There is also a question of who has jurisdiction to hear space debris claims and of the law applicable to any such claim in private national law. This gives rise to a ‘patch-work’ of domestic legal regimes that would be applied, varying from nation to nation across the world.
The Liability Convention only applies to states and each country has authority to make laws regulating various outer space activities by their nationals. While the Liability Convention scheme focuses on diplomatic solutions to address claims caused by a space object, Article XI leaves open the possibility for claims to be brought before the national courts or administrative tribunals or agencies of a launching state.

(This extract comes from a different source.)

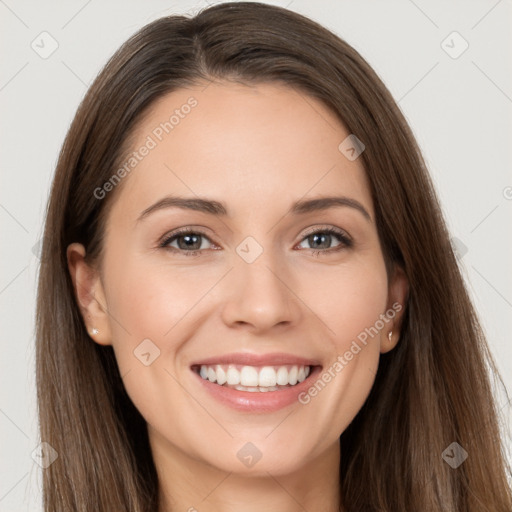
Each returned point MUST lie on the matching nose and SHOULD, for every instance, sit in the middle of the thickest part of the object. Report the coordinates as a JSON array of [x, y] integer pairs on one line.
[[260, 295]]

Article XXIII of the Liability Convention also allows states to enter into their own agreements without interference from the Liability Convention.

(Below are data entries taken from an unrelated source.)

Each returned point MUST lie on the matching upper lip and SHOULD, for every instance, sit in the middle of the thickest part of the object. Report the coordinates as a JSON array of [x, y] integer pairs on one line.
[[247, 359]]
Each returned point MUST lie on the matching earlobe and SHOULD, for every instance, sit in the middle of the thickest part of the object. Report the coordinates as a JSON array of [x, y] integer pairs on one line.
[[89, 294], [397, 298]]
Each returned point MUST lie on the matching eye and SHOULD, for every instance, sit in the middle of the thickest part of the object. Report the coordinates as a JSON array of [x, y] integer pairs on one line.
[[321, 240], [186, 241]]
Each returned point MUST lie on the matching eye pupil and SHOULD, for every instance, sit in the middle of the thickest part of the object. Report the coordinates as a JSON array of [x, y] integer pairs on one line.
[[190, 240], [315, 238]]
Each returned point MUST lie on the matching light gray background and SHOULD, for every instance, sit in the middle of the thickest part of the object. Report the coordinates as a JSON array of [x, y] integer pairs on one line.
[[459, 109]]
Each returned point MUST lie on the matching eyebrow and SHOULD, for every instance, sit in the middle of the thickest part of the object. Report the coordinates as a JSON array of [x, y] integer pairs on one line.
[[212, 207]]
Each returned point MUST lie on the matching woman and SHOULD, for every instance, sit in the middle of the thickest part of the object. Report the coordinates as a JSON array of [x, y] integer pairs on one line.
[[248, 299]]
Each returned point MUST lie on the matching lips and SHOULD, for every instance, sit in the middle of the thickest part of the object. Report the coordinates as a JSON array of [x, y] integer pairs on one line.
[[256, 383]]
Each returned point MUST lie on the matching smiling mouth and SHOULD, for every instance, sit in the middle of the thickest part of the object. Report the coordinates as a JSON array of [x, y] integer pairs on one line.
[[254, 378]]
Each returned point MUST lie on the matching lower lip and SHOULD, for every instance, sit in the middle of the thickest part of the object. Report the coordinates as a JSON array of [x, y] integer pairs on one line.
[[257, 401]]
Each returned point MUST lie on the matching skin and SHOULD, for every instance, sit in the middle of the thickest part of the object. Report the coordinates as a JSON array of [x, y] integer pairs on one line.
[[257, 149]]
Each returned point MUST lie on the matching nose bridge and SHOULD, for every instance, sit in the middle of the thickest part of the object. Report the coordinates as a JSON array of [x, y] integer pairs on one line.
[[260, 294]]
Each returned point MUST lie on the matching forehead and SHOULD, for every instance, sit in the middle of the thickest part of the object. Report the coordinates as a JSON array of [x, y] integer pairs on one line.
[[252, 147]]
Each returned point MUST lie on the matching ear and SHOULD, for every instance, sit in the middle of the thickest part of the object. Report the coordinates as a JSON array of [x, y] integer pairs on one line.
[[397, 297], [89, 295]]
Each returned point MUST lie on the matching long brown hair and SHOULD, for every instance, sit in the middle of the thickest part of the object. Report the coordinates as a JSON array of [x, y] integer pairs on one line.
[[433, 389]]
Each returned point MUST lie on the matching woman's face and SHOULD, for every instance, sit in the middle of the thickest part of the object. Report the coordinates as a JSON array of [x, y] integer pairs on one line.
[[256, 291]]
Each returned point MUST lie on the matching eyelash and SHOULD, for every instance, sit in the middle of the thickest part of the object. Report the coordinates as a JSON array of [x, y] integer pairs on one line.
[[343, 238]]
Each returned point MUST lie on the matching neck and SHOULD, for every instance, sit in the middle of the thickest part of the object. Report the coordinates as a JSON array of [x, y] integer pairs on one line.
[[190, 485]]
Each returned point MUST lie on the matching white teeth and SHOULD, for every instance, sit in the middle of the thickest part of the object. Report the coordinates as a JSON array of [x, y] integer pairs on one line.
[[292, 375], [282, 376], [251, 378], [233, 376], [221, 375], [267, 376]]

Above left: Entry hole created on Space Shuttle Endeavour’s radiator panel by the impact of unknown space debris. Above right: An impact crater on one of the windows of the Space Shuttle Challenger following a collision with a paint chip. NASA
The Liability Convention establishes joint and several liability when there is more than one launching state. The existence of multiple launching states increases the available jurisdictions for disputes for orbital damage claims to be brought. In the absence of an international convention or other international legal regime providing a clear liability regime for damage caused by orbital debris, national laws will most likely be applied in respect of claims arising from private commercial space activities. Against this backdrop, the potential for different national laws and legal regimes to apply creates ample opportunity for parties (and their lawyers) to engage in extended argument over which jurisdiction is appropriate and which law should be applied.
In addition to the liability challenges raised, the lack of a clear mechanism for dispute resolution in the Liability Convention and the need to involve signatory nations to bring claims against other nations on behalf of private operators for whom they are responsible, has inevitably resulted in the Liability Convention not being commonly used or relied upon. There has yet to be a claim on the basis of damage occurring while in orbit. The Liability Convention has not been widely applied; the only instance of a formal claim arose out of the re-entry of a Russian spacecraft which caused radioactive debris to be scattered on Canadian territory. The claim was settled by diplomatic means.
The possibility of having numerous dispute resolution avenues and applicable laws raises the spectre of uncertainty, and a very significant barrier to enabling wider commercialisation of orbital space. Without an adequate legal international framework addressing the regulation of orbital debris and liability issues, an operator suffering loss in orbit will face very significant issues when seeking to recover compensation for damage caused by orbital debris. Such a regime may also provide for the cost of remediation of this arena for new commercial endeavour.
Conclusion
SPACE-FARING NATIONS MUST TAKE THE LEAD TO GARNER INTERNATIONAL CO-OPERATION ON THE DEVELOPMENT OF BINDING INTERNATIONAL LAWS AND POLICIES
As discussed above, the current legal regime is inadequate to address liability and complex issues related to space debris collision. The spacefaring nations must take the lead to garner international co-operation on the development of binding international laws and policies to address the growing space debris problem. Given the scale of the debris problem, any inaction will impact the long-term sustainability of space activities and fail to preserve Earth’s orbital space as the common heritage of all mankind.
The law (both international and domestic) in this growing area of interest remains untested and unclear and therefore, has the potential to be of great importance to current and future users of space. It is a topic that needs to be watched carefully and clarified for the benefit of all concerned.